On March 24, 1961, when claimant's progress report came up for consideration, the employer decided not to take any action on it because of her resignation as of April 7th and agreed to retain her until that date. However, claimant refused to sign the progress report, and, according to the employer, said that she wanted to withdraw her resignation. Claimant herself testified at the hearing to the effect that she never did submit her resignation and that she anticipated leaving at the end of June.

Whether claimant had a poor attendance record or not, she would have been separated from her employment on or about June 8th. At that time she would have been pregnant for six months and would have been separated under company policy in accordance with the Law. See section 402(f) of the Unemployment Compensation Law, 43 PS § 802(f).

Claimant's health and condition of pregnancy were such that she was not working satisfactorily for some time before her six full months of pregnancy. The credible facts logically demonstrate that her voluntary retirement was imminent.
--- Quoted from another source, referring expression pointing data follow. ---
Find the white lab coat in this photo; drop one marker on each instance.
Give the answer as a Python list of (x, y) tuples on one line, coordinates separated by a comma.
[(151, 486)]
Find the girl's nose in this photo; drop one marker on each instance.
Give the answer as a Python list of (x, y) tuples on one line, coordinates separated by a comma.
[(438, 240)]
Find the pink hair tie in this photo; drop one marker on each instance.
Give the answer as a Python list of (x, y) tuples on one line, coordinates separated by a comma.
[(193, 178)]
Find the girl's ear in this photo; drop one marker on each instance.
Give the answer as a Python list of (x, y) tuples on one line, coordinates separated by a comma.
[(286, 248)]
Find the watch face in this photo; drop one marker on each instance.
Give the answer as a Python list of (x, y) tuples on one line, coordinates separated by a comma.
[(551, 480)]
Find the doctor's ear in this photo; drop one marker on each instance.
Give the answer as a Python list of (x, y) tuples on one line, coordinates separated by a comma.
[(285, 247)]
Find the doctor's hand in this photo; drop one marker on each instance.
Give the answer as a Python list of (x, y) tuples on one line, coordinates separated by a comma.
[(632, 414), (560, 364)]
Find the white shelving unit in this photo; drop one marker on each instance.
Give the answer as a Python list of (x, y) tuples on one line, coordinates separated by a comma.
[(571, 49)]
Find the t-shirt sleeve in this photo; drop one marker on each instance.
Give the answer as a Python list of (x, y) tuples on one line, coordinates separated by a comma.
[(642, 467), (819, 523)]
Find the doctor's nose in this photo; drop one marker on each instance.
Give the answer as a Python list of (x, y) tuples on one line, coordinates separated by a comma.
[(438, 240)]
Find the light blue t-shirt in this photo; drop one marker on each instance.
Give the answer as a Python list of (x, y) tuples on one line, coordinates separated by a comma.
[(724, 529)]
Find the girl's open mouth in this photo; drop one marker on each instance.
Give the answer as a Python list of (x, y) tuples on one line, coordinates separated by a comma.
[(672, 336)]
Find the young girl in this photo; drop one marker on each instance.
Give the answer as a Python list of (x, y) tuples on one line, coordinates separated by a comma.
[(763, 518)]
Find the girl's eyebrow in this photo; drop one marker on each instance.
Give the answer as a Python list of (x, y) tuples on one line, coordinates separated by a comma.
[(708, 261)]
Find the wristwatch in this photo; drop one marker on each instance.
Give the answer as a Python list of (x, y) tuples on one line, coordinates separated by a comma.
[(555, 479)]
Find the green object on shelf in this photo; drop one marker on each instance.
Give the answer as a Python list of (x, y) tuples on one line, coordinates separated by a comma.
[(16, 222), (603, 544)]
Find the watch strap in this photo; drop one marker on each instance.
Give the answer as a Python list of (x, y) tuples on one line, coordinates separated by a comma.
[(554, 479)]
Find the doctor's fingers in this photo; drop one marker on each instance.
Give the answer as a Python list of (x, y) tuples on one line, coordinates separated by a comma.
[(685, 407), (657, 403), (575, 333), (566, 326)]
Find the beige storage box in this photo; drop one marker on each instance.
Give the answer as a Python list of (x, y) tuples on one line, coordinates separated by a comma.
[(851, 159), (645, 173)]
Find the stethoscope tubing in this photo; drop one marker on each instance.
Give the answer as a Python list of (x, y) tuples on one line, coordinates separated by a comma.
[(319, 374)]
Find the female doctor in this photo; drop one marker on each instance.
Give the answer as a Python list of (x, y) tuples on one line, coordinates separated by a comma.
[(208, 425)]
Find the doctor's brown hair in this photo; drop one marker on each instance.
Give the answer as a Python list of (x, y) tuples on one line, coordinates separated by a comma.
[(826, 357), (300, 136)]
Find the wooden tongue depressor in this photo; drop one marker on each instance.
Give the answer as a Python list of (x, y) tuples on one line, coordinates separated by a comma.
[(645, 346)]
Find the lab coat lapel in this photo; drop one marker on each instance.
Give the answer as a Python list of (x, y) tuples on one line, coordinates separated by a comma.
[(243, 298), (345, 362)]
Claimant apparently realized that her voluntary resignation would not entitle her to unemployment compensation benefits. She reversed her position and

[ 197 Pa. Super. Page 156]

    sought to withdraw her resignation and, as testified for the employer, "... the reason given was that she was certain that her health would be improved and ... that she really desired dismissal so that she could collect unemployment compensation."
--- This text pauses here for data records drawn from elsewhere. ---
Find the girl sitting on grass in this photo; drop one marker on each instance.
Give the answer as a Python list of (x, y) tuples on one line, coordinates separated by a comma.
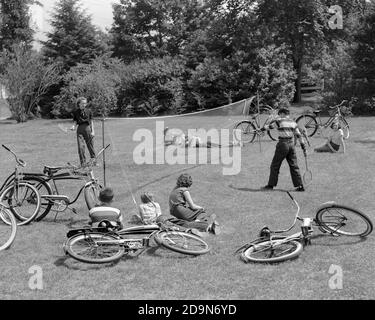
[(183, 207), (334, 141), (150, 213)]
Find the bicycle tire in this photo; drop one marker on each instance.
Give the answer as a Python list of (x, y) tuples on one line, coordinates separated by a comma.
[(272, 133), (254, 252), (182, 242), (111, 252), (248, 131), (345, 127), (7, 231), (309, 123), (337, 215), (43, 188), (33, 199)]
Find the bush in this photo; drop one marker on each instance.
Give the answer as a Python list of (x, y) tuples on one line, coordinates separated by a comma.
[(151, 87), (98, 81)]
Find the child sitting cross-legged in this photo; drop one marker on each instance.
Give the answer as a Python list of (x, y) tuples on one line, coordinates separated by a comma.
[(103, 211), (150, 213)]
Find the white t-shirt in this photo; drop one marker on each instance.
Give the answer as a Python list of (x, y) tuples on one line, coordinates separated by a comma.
[(336, 136)]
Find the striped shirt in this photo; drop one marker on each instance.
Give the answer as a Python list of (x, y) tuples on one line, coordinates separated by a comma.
[(287, 128)]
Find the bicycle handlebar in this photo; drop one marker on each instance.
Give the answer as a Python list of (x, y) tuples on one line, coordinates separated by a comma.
[(339, 105), (19, 161)]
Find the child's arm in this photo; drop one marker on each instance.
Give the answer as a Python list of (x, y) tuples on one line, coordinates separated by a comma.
[(190, 201)]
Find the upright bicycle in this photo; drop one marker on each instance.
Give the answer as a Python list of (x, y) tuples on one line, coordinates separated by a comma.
[(7, 231), (20, 197), (313, 122), (337, 220), (106, 244), (249, 129), (51, 198)]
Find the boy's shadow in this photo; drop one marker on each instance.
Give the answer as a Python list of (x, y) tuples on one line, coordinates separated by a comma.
[(257, 190)]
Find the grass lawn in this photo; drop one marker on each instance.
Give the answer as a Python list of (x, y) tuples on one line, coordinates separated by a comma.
[(242, 210)]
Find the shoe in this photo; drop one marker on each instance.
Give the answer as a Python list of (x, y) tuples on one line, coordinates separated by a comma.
[(267, 187), (198, 233), (214, 228)]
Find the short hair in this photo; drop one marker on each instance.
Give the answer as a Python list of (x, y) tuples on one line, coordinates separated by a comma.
[(147, 197), (283, 110), (184, 180), (80, 99), (106, 195), (335, 123)]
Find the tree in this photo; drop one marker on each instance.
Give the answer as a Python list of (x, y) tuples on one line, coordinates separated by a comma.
[(27, 78), (147, 29), (98, 81), (73, 39), (15, 23)]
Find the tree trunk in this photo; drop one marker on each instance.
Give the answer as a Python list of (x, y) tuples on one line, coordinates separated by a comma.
[(298, 68)]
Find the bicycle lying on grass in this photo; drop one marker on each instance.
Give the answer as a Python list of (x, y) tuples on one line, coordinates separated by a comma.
[(45, 184), (106, 244), (18, 196), (310, 123), (7, 231), (331, 218)]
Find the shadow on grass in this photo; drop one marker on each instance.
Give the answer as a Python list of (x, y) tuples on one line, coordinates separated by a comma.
[(259, 189), (336, 240), (164, 177)]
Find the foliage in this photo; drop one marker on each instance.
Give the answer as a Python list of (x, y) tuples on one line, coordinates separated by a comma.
[(151, 87), (15, 23), (146, 29), (27, 78), (98, 81), (73, 39)]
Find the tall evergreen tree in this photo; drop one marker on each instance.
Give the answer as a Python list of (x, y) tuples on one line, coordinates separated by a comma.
[(73, 38), (15, 23)]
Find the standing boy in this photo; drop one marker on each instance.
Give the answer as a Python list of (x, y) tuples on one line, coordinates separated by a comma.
[(285, 149), (85, 130)]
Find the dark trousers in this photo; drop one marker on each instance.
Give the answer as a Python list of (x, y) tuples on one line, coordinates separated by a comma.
[(285, 149), (84, 137)]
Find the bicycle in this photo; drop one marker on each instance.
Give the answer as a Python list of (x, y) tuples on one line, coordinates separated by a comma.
[(251, 128), (7, 231), (330, 218), (107, 244), (314, 122), (51, 198), (22, 199)]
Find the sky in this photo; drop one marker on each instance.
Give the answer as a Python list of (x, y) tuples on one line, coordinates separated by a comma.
[(100, 11)]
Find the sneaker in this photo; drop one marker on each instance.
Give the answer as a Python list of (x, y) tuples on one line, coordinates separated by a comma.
[(267, 187), (198, 233), (214, 228)]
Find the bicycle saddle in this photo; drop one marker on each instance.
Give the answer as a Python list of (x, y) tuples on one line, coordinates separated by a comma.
[(51, 170)]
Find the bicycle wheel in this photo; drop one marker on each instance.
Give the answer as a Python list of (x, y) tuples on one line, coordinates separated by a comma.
[(182, 242), (309, 123), (23, 201), (344, 220), (248, 131), (272, 251), (7, 231), (273, 134), (43, 188), (345, 127), (94, 247)]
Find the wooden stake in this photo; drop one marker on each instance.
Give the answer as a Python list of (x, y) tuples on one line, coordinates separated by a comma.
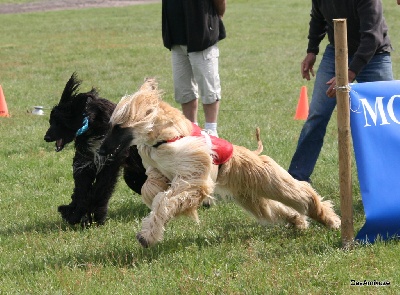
[(343, 118)]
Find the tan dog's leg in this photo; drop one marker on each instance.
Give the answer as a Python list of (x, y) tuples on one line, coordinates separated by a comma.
[(299, 195), (155, 183), (269, 211), (180, 198)]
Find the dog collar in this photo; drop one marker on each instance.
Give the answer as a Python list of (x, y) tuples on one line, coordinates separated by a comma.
[(166, 141), (85, 126)]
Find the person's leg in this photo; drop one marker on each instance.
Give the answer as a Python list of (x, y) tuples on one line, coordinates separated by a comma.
[(190, 109), (205, 71), (320, 111), (185, 87), (378, 69)]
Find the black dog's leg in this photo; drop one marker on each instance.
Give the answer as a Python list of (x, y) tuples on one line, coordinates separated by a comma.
[(134, 172), (84, 174), (103, 188)]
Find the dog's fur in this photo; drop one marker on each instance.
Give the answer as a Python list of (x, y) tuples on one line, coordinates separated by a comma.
[(181, 173), (94, 176)]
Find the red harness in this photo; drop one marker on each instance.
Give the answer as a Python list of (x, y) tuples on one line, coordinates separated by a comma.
[(223, 149)]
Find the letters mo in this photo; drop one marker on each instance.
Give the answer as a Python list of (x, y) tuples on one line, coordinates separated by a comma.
[(379, 111)]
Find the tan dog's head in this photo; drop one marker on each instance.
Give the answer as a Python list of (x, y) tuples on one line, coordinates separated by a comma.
[(144, 119), (132, 119)]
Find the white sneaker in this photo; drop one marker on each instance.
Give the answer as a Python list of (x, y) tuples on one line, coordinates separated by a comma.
[(211, 132)]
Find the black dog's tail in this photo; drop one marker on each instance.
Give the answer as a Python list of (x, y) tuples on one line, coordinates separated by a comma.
[(71, 88)]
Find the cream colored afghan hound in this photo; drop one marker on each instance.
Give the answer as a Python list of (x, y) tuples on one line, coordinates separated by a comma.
[(184, 168)]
We are of the opinion that there was ample evidence for the board to find that claimant left her job voluntarily due to pregnancy. The good faith of claimant's actions and her motive for attempted withdrawal of her resignation were considered in the light of all the facts and circumstances leading up to the termination of her employment. The testimony before the referee was in conflict. The conflict was resolved in favor of the employer. The board concluded that the referee's decision on credibility was neither arbitrary nor capricious.
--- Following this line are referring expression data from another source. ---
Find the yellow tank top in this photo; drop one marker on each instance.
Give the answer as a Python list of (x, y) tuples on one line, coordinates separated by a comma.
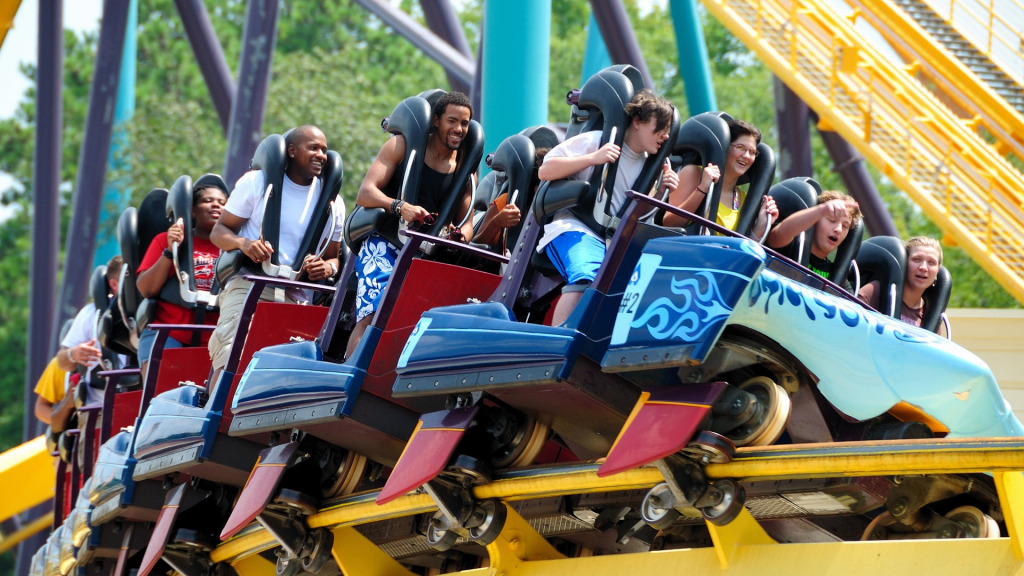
[(726, 215)]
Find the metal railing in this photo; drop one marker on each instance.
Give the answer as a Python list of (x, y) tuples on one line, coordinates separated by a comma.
[(955, 177), (994, 27)]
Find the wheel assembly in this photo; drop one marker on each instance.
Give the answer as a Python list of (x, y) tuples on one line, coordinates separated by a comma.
[(728, 506), (769, 412), (711, 448), (974, 523), (657, 508), (347, 479), (439, 536), (493, 512), (526, 442)]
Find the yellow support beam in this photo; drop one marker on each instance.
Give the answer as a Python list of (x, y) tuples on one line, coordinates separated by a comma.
[(358, 557), (957, 179), (27, 478), (8, 8), (781, 462)]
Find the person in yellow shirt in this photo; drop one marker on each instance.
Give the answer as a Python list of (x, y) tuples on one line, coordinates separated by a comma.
[(695, 182), (53, 403)]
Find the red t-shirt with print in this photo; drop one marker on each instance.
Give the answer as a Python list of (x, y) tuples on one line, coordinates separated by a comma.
[(204, 254)]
We have repeatedly held that the credibility of witnesses, the weight to be given their testimony, and the reasonable inferences to be drawn therefrom are matters for the board. We must examine the testimony in the light more favorable to the party in whose favor the board has found. Stillman Unemployment Compensation Case, 161 Pa. Superior Ct. 569, 575, 56 A.2d 380. We do not believe that the board's ultimate conclusion that claimant terminated her employment voluntarily due to pregnancy was improper. Claimant had a record of absences and lateness from the time of her early pregnancy. She stated that she could see no improvement, that she would become a burden upon the department, and actually submitted her resignation which was accepted. After the review of the progress report on March 24th, at which time no adverse action was taken, she took the opportunity to attempt to qualify for benefits, and completely reversed her position. She contends that she was entitled to a dismissal. We fail to see any merit in her position. We cannot rationalize her attempted withdrawal of her resignation,

[ 197 Pa. Super. Page 157]

    in order to attempt to qualify for benefits, with the purpose of the Unemployment Compensation Law.

We do not decide as an abstract proposition whether or not a resignation once submitted voluntarily may be rescinded by an employe so as to compel the employer to initiate a dismissal proceeding. We are satisfied that on the record before us claimant's conduct could have indicated an intention voluntarily to leave her employment because of pregnancy.

"The facts as found by the board, after considering all of the evidence and the reasonable inferences to be drawn therefrom, are supported by competent evidence and are therefore binding on this Court. See section 510 of the Unemployment Compensation Law, 43 PS § 830." Hackey Unemployment Compensation Case, 194 Pa. Superior Ct. 79, 82, 166 A.2d 303, 305.



The decision of the Board of Review is affirmed.